Heimwagnis

Nach geselligen Abenden trennen sich spätestens beim Nachhausegehen die
Wege. Damit sich Fußgänger nachts sicherer fühlen, gibt es das Heimweg-telefon und die KommGutHeim-App.

Viele Studenten müssen nachts alleine nach Hause gehen.

Als Sarah im April vom Feiern nach Hause läuft , hört sie jemanden hinter sich. Zuerst denkt sich die Studentin nichts dabei. Doch dann kommen die Schritte immer näher. Auf der Steinernen Brücke holt der Verfolger sie ein. »Er war Ende 30«, schätzt Sarah. Der Mann spricht sie an, macht ihr Komplimente. Sarah bittet ihn, sie in Ruhe zu lassen, aber der Fremde lässt nicht locker.

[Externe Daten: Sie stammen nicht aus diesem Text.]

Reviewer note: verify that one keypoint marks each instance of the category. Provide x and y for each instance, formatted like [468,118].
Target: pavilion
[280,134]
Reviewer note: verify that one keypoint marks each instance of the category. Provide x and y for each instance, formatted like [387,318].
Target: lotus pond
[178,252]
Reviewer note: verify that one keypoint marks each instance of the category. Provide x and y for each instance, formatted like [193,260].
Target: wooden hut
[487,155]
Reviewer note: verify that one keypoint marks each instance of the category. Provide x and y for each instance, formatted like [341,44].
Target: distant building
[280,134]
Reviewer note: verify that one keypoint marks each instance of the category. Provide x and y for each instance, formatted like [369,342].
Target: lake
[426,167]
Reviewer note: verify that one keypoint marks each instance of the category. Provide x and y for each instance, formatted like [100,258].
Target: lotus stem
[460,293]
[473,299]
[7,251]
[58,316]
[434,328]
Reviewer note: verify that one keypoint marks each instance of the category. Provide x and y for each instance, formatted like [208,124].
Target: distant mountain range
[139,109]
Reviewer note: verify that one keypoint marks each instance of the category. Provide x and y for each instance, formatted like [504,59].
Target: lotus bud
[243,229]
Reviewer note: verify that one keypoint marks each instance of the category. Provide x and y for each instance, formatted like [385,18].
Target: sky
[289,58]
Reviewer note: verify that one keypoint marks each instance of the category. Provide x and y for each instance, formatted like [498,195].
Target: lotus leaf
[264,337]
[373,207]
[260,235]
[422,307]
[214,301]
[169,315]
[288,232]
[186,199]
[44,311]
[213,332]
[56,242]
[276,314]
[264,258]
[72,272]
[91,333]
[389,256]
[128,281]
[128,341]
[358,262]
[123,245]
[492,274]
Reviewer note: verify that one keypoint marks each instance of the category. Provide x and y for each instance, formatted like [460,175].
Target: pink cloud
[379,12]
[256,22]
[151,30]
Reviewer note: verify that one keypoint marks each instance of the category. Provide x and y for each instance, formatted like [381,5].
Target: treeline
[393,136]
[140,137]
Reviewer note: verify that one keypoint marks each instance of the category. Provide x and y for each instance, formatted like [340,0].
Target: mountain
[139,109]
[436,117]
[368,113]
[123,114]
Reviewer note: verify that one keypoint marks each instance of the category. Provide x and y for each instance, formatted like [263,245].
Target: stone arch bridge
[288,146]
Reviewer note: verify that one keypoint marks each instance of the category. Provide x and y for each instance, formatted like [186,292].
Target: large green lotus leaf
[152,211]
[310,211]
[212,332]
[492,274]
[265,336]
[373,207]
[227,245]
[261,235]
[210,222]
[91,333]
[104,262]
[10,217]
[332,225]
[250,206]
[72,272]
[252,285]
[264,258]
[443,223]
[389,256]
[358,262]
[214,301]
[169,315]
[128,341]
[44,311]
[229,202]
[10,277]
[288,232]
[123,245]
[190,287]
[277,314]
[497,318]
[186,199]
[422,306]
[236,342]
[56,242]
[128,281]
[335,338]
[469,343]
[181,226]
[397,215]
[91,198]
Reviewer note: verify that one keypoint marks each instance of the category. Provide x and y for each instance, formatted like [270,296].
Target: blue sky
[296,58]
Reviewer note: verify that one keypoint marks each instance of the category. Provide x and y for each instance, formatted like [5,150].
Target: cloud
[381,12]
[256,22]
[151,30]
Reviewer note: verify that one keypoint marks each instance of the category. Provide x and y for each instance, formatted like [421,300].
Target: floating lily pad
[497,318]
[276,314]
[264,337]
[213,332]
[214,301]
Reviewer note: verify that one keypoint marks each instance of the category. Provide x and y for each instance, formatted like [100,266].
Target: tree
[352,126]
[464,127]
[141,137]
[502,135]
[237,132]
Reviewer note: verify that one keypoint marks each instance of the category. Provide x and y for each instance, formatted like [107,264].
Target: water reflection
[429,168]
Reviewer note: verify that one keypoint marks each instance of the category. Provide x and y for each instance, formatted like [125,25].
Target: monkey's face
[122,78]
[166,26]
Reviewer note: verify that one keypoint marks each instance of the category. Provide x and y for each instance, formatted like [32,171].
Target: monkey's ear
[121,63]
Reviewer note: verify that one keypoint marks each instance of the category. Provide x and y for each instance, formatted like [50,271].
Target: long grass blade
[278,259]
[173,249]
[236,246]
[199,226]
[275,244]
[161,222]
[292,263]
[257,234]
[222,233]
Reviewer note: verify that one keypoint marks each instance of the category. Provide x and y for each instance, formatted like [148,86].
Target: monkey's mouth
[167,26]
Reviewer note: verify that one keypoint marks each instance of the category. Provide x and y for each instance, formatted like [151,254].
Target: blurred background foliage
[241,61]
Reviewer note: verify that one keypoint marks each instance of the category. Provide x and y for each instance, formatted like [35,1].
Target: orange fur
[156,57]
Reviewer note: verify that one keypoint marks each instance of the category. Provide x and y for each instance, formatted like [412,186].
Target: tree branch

Er besteht darauf, die 20-Jährige zu begleiten. »Ich bin dann aggressiver geworden und habe ihm mit meinem Pfeff erspray gedroht«, erzählt Sarah. Selbst das habe den Mann nicht abgeschreckt. Als sie ihre Drohung wahr machen will und tatsächlich das Pfefferspray auf ihn richtet, ergreift der Mann schließlich doch die Flucht. »Der restliche Heimweg war ein Horror, weil ich ja nicht wusste, ob er irgendwo wartet, um zu sehen, wo ich wohne«, sagt die Studentin. Seit dem Vorfall fürchte sie sich davor, nachts alleine unterwegs zu sein. Sie sei immer froh, wenn sie jemand begleite.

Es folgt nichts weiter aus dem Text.